Mateusz Morawiecki i jego doradcy na przesłuchaniu w prokuraturze

Portal przypomina, że sprawa wyprowadzania ogromnych, idący w setki milionów złotych kwot z RARS, to jedna z największych, wciąż nierozliczonych afer z czasów rządów PiS.

Agenci Centralnego Biura Antykorupcyjnego (CBA) i śledczy ustalili, że zlecenia z agencji — przede wszystkim te w czasie pandemii koronawirusa i później po ataku Rosji na Ukrainę — udzielane były zaprzyjaźnionym firmom, bez analizy rynku i przestrzegania obowiązujących zasad prowadzenia postępowań o zamówienia publiczne.

Sama tylko spółka Pawła Szopy, twórcy odzieży patriotycznej „Red is Bad” i znajomego prezesa RARS Michała Kuczmierowskiego, kupiła w Chinach agregaty prądotwórcze za 69 mln zł, które następnie odsprzedała RARS za 350 mln. Wcześniej na sprowadzaniu sprzętu mającego chronić Polaków przed Covidem zarobił ponad 110 mln zł. Spółka innego zaprzyjaźnionego z władzą przedsiębiorcy Dominika Basiora sprowadziła agregaty za ponad 90 mln zł. Kolejne kilkadziesiąt zarobiła na dostawie sprzętu mającego chronić Polaków przed pandemią - podał portal.

I dodał, że Szopa po zatrzymaniu na Dominikanie współpracuje z prokuraturą, starając się o status małego świadka koronnego. Dlatego przebywa obecnie na wolności.

Afera RARS. Podejrzane powiązania byłego premiera z przedsiębiorcami

Jak czytamy w Onecie, za czasów rządu Mateusza Morawieckiego RARS przeszła małą rewolucję. Wyjęta została spod kurateli Ministerstwa Aktywów Państwowych i przeniesiona pod wyłączną kontrolę premiera. Na jej czele Morawiecki postawił Kuczmierowskiego, który od lat pozostaje jednym z najbardziej zaufanych jego współpracowników.

„Były szef rządu może się spodziewać przesłuchania w trwającym śledztwie nie tylko z powodu niedostatecznego, jak wynika z akt sprawy, nadzoru nad agencją. Obciążają i budzą zastanowienie również jego bliskie kontakty z oboma podejrzanymi przedsiębiorcami” - informuje portal.

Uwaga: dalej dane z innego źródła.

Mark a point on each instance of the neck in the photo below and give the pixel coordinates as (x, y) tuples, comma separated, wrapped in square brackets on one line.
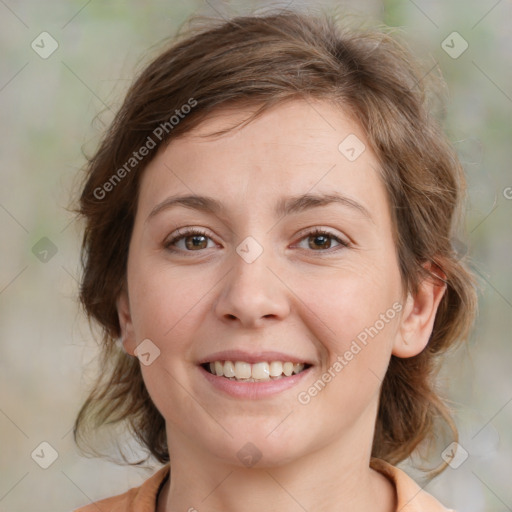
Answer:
[(331, 478)]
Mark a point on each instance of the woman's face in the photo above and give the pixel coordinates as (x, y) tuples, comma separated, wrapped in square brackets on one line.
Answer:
[(246, 280)]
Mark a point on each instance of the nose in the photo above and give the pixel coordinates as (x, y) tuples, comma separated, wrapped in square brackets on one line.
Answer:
[(251, 293)]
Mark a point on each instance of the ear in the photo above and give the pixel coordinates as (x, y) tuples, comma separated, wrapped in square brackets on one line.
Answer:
[(418, 315), (125, 321)]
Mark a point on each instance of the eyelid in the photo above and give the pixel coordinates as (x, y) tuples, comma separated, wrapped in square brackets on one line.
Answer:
[(181, 232)]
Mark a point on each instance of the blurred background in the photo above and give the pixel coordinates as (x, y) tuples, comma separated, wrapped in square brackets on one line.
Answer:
[(64, 68)]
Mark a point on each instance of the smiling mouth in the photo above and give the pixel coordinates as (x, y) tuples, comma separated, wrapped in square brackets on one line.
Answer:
[(242, 371)]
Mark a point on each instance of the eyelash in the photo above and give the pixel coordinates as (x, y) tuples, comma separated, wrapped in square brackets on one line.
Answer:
[(197, 231)]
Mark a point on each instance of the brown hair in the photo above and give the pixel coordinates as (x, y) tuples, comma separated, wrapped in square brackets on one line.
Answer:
[(262, 61)]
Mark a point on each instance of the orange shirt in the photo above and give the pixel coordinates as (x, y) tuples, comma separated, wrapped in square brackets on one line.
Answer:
[(411, 498)]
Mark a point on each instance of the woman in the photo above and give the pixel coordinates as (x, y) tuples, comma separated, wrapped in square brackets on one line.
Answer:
[(268, 235)]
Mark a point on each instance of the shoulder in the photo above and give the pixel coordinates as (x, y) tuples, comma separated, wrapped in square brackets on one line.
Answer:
[(137, 499), (411, 497)]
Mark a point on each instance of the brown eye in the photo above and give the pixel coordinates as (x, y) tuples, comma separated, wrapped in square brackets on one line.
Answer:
[(321, 241), (194, 240)]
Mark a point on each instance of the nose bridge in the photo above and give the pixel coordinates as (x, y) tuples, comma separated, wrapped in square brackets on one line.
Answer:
[(251, 292)]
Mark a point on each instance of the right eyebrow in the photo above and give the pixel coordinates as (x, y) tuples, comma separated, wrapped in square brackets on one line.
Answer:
[(285, 205)]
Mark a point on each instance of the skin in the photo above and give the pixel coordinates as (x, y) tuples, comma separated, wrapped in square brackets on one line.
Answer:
[(298, 297)]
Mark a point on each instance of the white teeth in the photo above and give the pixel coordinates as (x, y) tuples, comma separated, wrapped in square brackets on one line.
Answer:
[(229, 369), (260, 371), (241, 370), (298, 367), (288, 369), (218, 368), (276, 368)]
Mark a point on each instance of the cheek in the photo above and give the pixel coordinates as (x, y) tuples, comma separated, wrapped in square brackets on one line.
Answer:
[(166, 299), (348, 304)]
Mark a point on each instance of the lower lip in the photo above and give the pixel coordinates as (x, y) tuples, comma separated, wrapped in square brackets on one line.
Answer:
[(253, 390)]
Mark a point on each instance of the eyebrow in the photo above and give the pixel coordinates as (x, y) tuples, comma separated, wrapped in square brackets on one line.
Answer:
[(285, 206)]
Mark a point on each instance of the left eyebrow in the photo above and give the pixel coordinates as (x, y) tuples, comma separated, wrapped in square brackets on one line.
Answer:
[(285, 206)]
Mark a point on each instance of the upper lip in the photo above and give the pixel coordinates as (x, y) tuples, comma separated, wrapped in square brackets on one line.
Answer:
[(252, 357)]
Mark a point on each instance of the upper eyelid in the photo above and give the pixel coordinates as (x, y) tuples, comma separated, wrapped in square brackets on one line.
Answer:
[(190, 231)]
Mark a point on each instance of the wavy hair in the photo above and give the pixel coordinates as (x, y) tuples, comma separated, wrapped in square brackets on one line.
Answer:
[(260, 61)]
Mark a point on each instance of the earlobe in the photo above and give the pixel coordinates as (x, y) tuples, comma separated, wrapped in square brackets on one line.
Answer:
[(418, 318), (125, 322)]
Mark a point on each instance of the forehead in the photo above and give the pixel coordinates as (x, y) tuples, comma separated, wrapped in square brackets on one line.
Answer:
[(294, 147)]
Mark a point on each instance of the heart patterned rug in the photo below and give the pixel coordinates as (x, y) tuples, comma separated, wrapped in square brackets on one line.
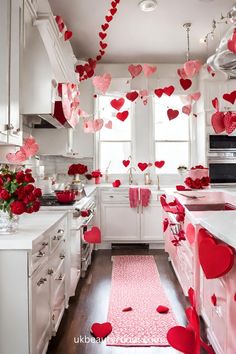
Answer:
[(136, 284)]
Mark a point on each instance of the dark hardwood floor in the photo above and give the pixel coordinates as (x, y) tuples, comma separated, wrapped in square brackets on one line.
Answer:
[(91, 305)]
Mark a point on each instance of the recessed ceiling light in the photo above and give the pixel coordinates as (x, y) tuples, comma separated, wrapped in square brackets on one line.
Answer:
[(148, 5)]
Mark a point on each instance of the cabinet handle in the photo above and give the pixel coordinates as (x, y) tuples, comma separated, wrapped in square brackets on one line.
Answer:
[(41, 281)]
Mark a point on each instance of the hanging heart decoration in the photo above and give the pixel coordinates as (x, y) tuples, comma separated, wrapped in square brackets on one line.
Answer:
[(135, 70), (132, 96), (126, 163), (231, 44), (117, 104), (108, 125), (230, 97), (122, 115), (185, 83), (172, 113), (159, 164), (142, 166), (187, 109), (102, 83), (149, 70)]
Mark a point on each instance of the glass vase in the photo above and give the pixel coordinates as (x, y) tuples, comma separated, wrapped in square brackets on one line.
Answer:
[(8, 223)]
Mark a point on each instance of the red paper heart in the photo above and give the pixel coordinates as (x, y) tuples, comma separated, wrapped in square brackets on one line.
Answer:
[(162, 309), (190, 233), (126, 163), (102, 35), (210, 252), (182, 339), (165, 224), (172, 113), (217, 122), (108, 18), (132, 96), (67, 35), (105, 26), (116, 183), (230, 97), (142, 166), (101, 330), (135, 70), (127, 309), (168, 90), (215, 103), (159, 164), (117, 104), (229, 122), (158, 92), (122, 115), (103, 45), (185, 83), (93, 235), (113, 11)]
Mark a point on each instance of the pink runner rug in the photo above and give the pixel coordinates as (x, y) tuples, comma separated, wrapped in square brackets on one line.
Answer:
[(136, 283)]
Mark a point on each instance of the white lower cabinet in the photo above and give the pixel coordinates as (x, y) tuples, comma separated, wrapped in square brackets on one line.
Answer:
[(121, 223)]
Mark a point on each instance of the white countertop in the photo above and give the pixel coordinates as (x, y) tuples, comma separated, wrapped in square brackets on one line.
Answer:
[(31, 226)]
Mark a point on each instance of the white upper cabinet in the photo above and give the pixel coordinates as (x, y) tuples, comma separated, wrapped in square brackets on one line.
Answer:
[(11, 17)]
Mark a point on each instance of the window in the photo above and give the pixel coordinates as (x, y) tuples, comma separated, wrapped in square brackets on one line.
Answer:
[(172, 137), (114, 145)]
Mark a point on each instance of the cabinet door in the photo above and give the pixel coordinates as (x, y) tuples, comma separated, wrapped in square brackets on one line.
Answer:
[(16, 35), (151, 223), (120, 222), (41, 315), (4, 68)]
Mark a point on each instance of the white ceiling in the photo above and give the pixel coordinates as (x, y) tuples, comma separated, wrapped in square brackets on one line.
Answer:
[(135, 36)]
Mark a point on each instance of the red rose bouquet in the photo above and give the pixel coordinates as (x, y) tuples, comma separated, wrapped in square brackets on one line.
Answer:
[(77, 169), (18, 195)]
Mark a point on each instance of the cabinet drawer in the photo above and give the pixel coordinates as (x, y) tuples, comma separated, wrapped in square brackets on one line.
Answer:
[(114, 197)]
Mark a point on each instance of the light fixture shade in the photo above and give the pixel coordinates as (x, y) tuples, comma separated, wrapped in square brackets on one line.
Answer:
[(148, 5)]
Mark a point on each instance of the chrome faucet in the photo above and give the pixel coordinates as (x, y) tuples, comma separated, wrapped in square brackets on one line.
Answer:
[(131, 178)]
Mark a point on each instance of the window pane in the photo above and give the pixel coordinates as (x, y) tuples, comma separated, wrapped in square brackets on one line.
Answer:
[(115, 152), (174, 154), (120, 130), (165, 129)]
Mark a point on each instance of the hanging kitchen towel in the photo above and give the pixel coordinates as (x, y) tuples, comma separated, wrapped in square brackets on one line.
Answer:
[(145, 194), (133, 197)]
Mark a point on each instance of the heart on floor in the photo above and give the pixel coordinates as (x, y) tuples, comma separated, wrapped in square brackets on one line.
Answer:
[(101, 330)]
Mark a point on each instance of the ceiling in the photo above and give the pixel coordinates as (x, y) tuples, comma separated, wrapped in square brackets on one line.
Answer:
[(136, 36)]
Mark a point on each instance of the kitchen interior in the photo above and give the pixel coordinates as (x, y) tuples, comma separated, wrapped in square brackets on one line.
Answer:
[(117, 168)]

Przypomina, że Dominik Basior to twórca i szef jego kampanii wyborczej w 2019 r., kiedy to Morawiecki po raz pierwszy ubiegał się o mandat posła. Koordynował też kampanię w roku 2023, kiedy formalnie prowadziła ją spółka jego wspólnika Łukasza Urbanka.

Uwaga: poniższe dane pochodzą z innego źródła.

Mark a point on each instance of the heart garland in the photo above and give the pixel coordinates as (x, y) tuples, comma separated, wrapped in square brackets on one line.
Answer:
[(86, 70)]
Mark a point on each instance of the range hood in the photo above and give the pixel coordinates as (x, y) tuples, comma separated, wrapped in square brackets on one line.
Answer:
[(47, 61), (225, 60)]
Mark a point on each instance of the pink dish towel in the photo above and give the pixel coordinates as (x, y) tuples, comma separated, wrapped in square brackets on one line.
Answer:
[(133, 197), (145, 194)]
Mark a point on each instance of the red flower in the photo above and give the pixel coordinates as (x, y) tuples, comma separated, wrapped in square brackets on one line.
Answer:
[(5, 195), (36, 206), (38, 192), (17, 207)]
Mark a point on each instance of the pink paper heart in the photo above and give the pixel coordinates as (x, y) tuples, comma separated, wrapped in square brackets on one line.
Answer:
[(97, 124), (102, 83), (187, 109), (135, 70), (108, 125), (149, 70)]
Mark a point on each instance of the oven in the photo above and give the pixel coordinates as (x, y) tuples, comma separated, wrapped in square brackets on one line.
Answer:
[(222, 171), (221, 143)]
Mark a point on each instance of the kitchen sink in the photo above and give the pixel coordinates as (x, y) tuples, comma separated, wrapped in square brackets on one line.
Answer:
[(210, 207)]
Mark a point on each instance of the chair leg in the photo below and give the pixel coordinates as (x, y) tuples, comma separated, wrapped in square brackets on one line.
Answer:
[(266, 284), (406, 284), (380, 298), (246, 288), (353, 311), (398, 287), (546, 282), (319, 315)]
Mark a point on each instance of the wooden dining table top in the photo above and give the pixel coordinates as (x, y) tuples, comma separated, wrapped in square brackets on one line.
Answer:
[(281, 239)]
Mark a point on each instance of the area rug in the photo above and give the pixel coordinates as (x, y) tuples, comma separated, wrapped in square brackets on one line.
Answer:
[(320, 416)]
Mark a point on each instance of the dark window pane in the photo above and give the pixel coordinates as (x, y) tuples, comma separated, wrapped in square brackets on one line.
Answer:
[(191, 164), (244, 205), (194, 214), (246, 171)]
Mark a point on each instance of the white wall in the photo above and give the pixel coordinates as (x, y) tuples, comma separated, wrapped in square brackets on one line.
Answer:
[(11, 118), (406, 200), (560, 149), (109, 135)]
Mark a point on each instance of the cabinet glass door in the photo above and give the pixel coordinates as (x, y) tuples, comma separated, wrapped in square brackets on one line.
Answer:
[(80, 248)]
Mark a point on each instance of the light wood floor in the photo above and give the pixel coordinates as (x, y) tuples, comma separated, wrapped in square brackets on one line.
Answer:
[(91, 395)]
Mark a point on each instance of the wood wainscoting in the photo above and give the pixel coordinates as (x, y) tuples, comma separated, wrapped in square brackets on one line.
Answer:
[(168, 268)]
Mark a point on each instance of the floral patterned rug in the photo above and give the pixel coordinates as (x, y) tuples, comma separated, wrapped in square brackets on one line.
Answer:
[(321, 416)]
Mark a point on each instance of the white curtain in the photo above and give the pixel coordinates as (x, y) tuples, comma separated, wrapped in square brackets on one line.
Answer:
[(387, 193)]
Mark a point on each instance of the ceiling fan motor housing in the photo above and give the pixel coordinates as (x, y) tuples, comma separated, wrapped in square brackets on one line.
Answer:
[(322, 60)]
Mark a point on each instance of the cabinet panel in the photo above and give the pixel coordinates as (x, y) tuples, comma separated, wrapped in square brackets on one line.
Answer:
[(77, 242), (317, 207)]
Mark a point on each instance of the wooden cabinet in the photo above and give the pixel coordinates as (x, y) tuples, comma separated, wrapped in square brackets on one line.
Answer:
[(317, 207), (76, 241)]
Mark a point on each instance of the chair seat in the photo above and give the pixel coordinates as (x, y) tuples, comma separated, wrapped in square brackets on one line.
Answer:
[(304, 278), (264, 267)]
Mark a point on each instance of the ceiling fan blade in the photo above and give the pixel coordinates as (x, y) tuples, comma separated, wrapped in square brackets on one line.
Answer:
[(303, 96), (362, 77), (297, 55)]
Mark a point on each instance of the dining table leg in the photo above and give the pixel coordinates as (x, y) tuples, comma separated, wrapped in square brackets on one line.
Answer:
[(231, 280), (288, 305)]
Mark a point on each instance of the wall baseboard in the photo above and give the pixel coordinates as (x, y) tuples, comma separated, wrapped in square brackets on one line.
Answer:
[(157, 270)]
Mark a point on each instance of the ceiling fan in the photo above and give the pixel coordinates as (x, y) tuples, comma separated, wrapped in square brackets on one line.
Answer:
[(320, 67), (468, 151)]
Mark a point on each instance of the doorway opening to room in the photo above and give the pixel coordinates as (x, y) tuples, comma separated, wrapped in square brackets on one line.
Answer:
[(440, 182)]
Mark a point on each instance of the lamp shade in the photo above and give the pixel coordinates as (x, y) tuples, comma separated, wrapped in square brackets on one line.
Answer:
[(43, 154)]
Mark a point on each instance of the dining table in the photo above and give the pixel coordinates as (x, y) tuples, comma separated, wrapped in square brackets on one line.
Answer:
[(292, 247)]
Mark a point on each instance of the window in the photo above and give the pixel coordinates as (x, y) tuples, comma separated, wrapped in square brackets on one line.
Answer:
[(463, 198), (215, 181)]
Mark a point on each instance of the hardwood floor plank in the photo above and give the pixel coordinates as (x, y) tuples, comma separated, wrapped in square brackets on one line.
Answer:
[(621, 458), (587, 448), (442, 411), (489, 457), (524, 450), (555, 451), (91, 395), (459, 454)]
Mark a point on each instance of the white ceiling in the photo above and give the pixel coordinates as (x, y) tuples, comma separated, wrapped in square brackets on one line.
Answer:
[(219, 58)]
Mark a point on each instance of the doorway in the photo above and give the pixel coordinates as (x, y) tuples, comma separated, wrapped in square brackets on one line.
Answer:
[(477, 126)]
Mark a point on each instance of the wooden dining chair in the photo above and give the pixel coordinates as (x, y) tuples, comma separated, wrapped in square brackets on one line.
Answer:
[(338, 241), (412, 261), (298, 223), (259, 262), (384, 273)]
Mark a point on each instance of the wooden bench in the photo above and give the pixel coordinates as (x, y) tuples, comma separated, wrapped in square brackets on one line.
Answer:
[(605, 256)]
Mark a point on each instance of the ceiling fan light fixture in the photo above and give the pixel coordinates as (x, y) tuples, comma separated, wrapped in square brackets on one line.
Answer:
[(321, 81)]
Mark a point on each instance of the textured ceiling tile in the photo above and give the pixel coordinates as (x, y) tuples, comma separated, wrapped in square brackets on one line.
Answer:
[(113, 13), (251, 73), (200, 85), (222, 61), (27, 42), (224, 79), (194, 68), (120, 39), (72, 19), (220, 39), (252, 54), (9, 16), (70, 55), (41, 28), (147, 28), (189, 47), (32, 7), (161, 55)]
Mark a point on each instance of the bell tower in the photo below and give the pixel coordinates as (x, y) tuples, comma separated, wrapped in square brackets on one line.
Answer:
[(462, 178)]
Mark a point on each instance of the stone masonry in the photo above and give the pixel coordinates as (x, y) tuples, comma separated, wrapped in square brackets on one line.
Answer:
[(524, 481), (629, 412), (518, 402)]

Jak ustalił Onet, były premier powinien spodziewać się zaproszenia do rozmów z prokuratorami z Katowic, ci jednak wciąż starają się ustalić jego ewentualną rolę w aferze. Przedmiotem ich dociekań jest obecnie to, kogo na myśli mogli mieć przesłuchiwani byli i obecni pracownicy RARS, którzy twierdzili, że Michał Kuczmierowski, podejmując decyzje o udzielaniu zamówień spółkom Szopy i Basiora, wykonywał jedynie czyjeś polecenia.

Pytania o to, dlaczego w sprawie wciąż nie doszło do przesłuchania Morawieckiego, portal zadał pracującym nad rozwikłaniem tej sprawy śledczym ze Śląskiego Wydziału Zamiejscowego Departamentu do Spraw Przestępczości Zorganizowanej i Korupcji Prokuratury Krajowej w Katowicach. „Nie wzywa się na przesłuchanie osoby, co do której nie ma się pewności, w jakim charakterze miałaby ona zostać przesłuchana: świadka czy ewentualnego podejrzanego” — padła odpowiedź.

Jak czytamy na portalu, na liście osób do przesłuchania są również Michał Dworczyk i Mariusz Chłopik.